Social media began with a promise of connection, community and progression. Reality has proven to look different in the form of hateful messages, online predators and countless threats open to any teen or child with access to the internet.
We have a mission to spread the word on digital citizenship and what each of us can do to combat these risks.
speaks with Patrick Smith
, technology consultant at Ingram Micro
- Soulless to soulful work
- Teaching cybersecurity hygiene
- The cybersecurity talent gap
Soulless to soulful work
Trello CEO, Brian Palma, spoke at a tech conference last year and discussed the idea of soulless versus soulful work, along with what that means within the world of tech.
“Users can hide behind the anonymity of a screen name,” Patrick shares, “and they think they can do or say whatever they want without any repercussions, whether it's cyberbullying, hate speech or threats of violence.”
Many social media companies are not doing enough to protect our children from these activities. However, there’s more we can do than stand by and hope for the best.
Employees of these social platforms are beginning to leave their jobs and look for work that upholds the mission they thought they were joining, one with soul—a mission that perfectly aligns with cybersecurity.
Teaching cybersecurity hygiene
The soulful side of tech runs directly through cybersecurity and educating parents, employers and children about the best practices for digital citizenship.

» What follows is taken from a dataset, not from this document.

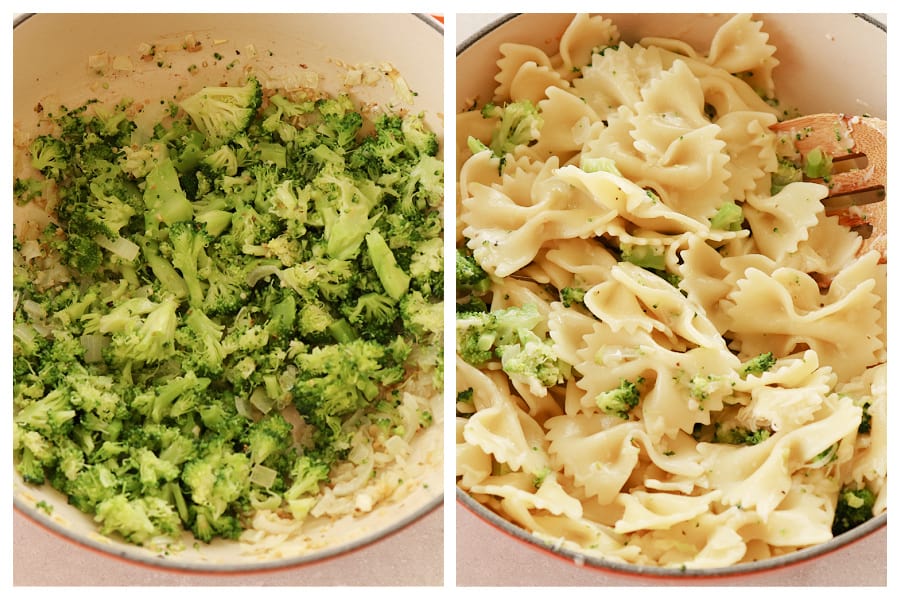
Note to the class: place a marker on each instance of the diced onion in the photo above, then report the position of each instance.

“I've had the pleasure of volunteering within my local and surrounding communities by providing presentations for students and parents on three important topics,” Patrick shares.
- Computer safety—keeping belongings and data safe
- Online security—keeping children safe
- Cyber ethics—how to act responsibly
Spreading the word about these precautions brings soul into Patrick's work and humanizes cybersecurity. What’s more human than the desire to keep our children safe?

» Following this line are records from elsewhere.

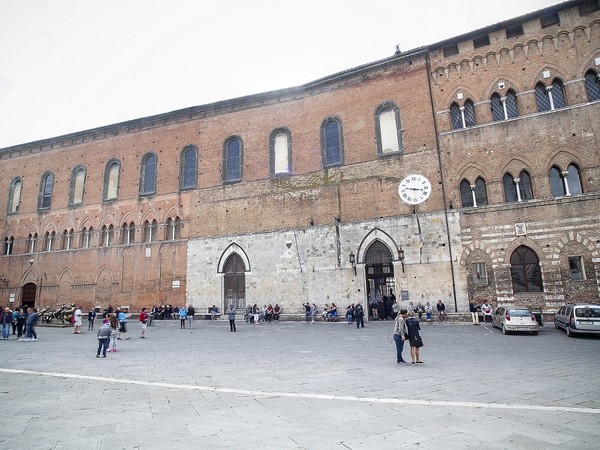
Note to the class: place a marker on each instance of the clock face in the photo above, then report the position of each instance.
(414, 189)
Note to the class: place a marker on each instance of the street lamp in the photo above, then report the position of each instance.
(353, 261)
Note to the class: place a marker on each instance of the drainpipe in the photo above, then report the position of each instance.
(437, 144)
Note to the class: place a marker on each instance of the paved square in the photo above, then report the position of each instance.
(294, 385)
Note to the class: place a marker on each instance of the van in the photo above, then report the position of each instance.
(574, 319)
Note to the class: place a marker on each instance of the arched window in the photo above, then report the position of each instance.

The cybersecurity talent gap
According to a recent cybersecurity workforce study, there's an estimated 3.4 million cybersecurity worker shortage in 2022. In the US alone, that's more than 700,000 unfilled cybersecurity jobs. What can we do to fill these soulful cybersecurity positions?
“First, we need to get our youth excited about cybersecurity and technology. I'm excited and encouraged by all the STEM programs that are out there being offered to our youth,” Patrick shares.
Colleges and universities are offering more and more cybersecurity courses, and Ingram Micro offers multiple courses through LinkedIn Learning.
“We need to continue promoting a more diverse and inclusive work environment. I'm a firm believer that everyone is capable of having that million-dollar idea, regardless of their education, age, race—everyone can draw from their own cultural experiences and become more innovative within the workplace.”
We all have something to contribute to online safety.